DataBiosphere / azul

Metadata indexer and query service used for AnVIL, HCA, LungMAP, and CGP
Apache License 2.0
7 stars 2 forks source link

Unable to filter for projects without cell counts #2850

Open amarjandu opened 3 years ago

amarjandu commented 3 years ago
(.venv) Specter:azul amar$ http 'https://service.dev.singlecell.gi.ucsc.edu/index/projects?size=15&filters={"cellCount":{"is":[null]}}'
HTTP/1.1 500 Internal Server Error
Access-Control-Allow-Headers: Authorization,Content-Type,X-Amz-Date,X-Amz-Security-Token,X-Api-Key
Access-Control-Allow-Origin: *
Connection: keep-alive
Content-Length: 1520
Content-Type: text/plain
Date: Wed, 03 Mar 2021 00:06:10 GMT
Via: 1.1 2160425a36a5a0604048dda5b151b504.cloudfront.net (CloudFront)
X-Amz-Cf-Id: OW-DFYR2v2wMrfLfsogRSXG96xQjU6ZBQy1LWzKl9-nE5pPm-AYDuA==
X-Amz-Cf-Pop: SFO53-C1
X-Amzn-Trace-Id: Root=1-603ed2f2-536db332611a632e5040946e;Sampled=0
X-Cache: Error from cloudfront
x-amz-apigw-id: blXl3HNpoAMFWHg=
x-amzn-RequestId: dd1b0950-4283-413b-bced-f7d235d92d65

Traceback (most recent call last):
  File "/var/task/chalice/app.py", line 1135, in _get_view_function_response
    response = view_function(**function_args)
  File "/var/task/app.py", line 1206, in get_project_data
    return repository_search('projects', project_id)
  File "/var/task/app.py", line 947, in repository_search
    return service.get_data(catalog=catalog,
  File "/var/task/azul/service/index_query_service.py", line 67, in get_data
    response = self.transform_request(catalog=catalog,
  File "/var/task/azul/service/elasticsearch_service.py", line 611, in transform_request
    es_response = es_search.execute(ignore_cache=True)
  File "/opt/python/elasticsearch_dsl/search.py", line 702, in execute
    es.search(
  File "/opt/python/elasticsearch/client/utils.py", line 84, in _wrapped
    return func(*args, params=params, **kwargs)
  File "/opt/python/elasticsearch/client/__init__.py", line 851, in search
    return self.transport.perform_request(
  File "/opt/python/elasticsearch/transport.py", line 351, in perform_request
    status, headers_response, data = connection.perform_request(
  File "/opt/python/elasticsearch/connection/http_requests.py", line 161, in perform_request
    self._raise_error(response.status_code, raw_data)
  File "/opt/python/elasticsearch/connection/base.py", line 229, in _raise_error
    raise HTTP_EXCEPTIONS.get(status_code, TransportError)(
elasticsearch.exceptions.RequestError: RequestError(400, 'parsing_exception', 'No value specified for terms query')
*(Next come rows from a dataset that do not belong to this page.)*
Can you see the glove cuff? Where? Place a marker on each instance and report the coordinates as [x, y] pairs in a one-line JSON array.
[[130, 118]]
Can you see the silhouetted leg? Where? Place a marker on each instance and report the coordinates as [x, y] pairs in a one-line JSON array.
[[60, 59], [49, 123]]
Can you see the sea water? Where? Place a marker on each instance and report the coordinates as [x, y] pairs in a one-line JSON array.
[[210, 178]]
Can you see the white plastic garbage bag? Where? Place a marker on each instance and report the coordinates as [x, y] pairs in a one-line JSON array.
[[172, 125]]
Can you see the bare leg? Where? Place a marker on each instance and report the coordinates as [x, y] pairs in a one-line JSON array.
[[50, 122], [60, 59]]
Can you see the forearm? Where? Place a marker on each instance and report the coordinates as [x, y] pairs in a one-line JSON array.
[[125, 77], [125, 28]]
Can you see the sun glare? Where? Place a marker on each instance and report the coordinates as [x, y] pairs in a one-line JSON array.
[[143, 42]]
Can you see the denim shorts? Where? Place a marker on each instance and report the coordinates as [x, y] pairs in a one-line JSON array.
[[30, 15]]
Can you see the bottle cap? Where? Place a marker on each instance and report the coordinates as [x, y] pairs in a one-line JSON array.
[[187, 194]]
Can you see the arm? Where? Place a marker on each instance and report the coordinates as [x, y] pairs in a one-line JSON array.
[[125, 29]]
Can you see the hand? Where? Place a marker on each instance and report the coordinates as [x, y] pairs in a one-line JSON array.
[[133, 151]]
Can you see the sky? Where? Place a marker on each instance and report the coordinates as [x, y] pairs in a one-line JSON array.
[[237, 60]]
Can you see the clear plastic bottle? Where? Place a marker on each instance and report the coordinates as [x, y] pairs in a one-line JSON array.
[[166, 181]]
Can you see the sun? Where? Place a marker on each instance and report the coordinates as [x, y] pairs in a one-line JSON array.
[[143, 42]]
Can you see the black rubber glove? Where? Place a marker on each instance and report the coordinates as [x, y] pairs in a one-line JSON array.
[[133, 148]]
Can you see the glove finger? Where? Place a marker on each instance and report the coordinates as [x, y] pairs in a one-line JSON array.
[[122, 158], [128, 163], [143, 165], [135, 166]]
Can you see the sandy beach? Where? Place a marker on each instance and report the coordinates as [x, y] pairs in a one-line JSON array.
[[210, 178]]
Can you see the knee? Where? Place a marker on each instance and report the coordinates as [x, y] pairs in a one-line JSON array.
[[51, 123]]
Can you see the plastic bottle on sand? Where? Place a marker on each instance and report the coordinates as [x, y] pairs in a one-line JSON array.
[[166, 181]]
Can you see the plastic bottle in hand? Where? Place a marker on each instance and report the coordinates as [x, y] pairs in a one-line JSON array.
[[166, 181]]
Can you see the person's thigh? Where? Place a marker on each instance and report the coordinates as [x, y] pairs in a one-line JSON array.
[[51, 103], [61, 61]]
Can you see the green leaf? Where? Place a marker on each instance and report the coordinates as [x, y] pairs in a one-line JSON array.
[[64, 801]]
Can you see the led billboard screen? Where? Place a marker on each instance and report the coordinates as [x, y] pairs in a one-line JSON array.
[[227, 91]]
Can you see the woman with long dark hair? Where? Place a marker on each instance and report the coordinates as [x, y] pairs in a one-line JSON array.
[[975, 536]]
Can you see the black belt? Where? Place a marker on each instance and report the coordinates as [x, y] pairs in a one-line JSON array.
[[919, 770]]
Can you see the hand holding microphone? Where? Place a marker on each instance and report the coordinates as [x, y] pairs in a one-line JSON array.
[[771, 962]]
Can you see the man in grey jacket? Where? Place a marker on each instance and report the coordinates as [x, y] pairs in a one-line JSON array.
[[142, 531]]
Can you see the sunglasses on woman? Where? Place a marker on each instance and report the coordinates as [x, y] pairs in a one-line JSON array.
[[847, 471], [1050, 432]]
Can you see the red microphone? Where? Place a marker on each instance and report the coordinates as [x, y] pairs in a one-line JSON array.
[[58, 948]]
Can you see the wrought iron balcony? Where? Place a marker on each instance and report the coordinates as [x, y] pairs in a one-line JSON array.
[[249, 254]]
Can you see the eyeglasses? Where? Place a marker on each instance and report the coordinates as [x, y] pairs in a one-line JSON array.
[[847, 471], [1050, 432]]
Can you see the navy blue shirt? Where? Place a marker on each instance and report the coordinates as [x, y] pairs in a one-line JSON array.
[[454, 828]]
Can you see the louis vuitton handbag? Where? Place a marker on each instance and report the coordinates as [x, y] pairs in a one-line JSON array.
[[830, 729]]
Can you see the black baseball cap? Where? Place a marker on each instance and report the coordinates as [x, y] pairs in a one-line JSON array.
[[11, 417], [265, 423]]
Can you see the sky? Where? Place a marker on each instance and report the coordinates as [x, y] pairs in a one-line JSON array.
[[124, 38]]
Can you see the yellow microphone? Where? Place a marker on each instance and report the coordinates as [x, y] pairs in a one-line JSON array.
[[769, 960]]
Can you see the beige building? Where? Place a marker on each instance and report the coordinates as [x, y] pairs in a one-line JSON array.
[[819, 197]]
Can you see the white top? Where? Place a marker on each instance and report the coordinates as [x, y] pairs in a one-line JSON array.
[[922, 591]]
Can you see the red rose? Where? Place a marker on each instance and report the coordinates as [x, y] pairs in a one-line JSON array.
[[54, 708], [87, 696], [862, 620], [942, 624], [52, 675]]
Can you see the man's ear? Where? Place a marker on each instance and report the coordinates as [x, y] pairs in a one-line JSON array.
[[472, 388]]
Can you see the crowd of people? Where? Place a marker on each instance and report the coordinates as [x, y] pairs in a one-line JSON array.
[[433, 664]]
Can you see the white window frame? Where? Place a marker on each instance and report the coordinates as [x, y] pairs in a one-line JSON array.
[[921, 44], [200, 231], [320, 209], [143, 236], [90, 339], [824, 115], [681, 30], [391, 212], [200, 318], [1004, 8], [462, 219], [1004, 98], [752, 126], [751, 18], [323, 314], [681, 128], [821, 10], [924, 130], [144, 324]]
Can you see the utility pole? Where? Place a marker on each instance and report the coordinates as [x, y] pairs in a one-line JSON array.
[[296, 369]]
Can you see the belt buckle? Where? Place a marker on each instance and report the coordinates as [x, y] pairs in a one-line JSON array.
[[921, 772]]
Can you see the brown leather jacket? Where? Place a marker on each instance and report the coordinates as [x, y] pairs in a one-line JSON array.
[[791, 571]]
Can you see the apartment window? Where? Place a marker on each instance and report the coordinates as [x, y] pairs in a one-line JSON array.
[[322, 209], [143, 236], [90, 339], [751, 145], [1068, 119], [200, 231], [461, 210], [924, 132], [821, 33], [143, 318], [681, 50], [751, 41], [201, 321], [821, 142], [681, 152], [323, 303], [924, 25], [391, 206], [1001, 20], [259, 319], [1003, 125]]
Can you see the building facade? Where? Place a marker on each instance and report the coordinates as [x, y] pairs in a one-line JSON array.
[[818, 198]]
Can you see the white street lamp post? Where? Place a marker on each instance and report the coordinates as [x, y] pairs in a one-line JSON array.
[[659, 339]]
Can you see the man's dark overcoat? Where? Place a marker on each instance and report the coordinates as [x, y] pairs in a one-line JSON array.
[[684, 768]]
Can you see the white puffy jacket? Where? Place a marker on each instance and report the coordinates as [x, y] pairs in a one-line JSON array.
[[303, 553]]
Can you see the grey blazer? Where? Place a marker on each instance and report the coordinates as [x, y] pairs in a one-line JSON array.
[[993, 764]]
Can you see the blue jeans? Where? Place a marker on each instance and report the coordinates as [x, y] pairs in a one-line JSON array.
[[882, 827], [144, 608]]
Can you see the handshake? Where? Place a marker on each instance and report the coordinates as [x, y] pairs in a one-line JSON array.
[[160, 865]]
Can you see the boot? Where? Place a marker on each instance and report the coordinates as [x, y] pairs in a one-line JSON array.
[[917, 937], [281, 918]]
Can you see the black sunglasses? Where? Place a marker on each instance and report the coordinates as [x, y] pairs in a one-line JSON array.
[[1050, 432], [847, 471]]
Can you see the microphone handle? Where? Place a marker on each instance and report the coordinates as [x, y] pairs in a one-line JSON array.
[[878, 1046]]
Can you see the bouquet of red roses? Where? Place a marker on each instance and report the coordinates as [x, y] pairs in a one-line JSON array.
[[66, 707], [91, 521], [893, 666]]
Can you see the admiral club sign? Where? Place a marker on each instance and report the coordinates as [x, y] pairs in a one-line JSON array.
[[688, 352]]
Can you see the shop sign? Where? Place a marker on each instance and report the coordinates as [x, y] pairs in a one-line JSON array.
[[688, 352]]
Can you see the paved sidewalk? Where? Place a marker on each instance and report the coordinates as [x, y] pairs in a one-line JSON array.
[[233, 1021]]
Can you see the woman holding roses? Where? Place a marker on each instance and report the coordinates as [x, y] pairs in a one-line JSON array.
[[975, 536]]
Expected to be able to filter for projects that did do not have cell counts. In order to find projects without cell counts, the filter was changed to [0].

http 'https://service.dev.singlecell.gi.ucsc.edu/index/projects?size=15&filters={"cellCount":{"is":[0]}}'  | jq '.hits[].cellSuspensions'
...
[
  {
    "organ": [
      "kidney"
    ],
    "organPart": [
      "cortex of kidney",
      "renal medulla",
      "renal pelvis",
      "ureter",
      null
    ],
    "selectedCellType": [
      "kidney cell"
    ],
    "totalCells": null
  }
]
...

There needs to be a distinction between:

hannes-ucsc commented 3 years ago

Great title and description. Ready for triage.

One thing to note is that cell counts are grouped by organ on at least on /index/projects. Not sure about the other /index/ endpoints.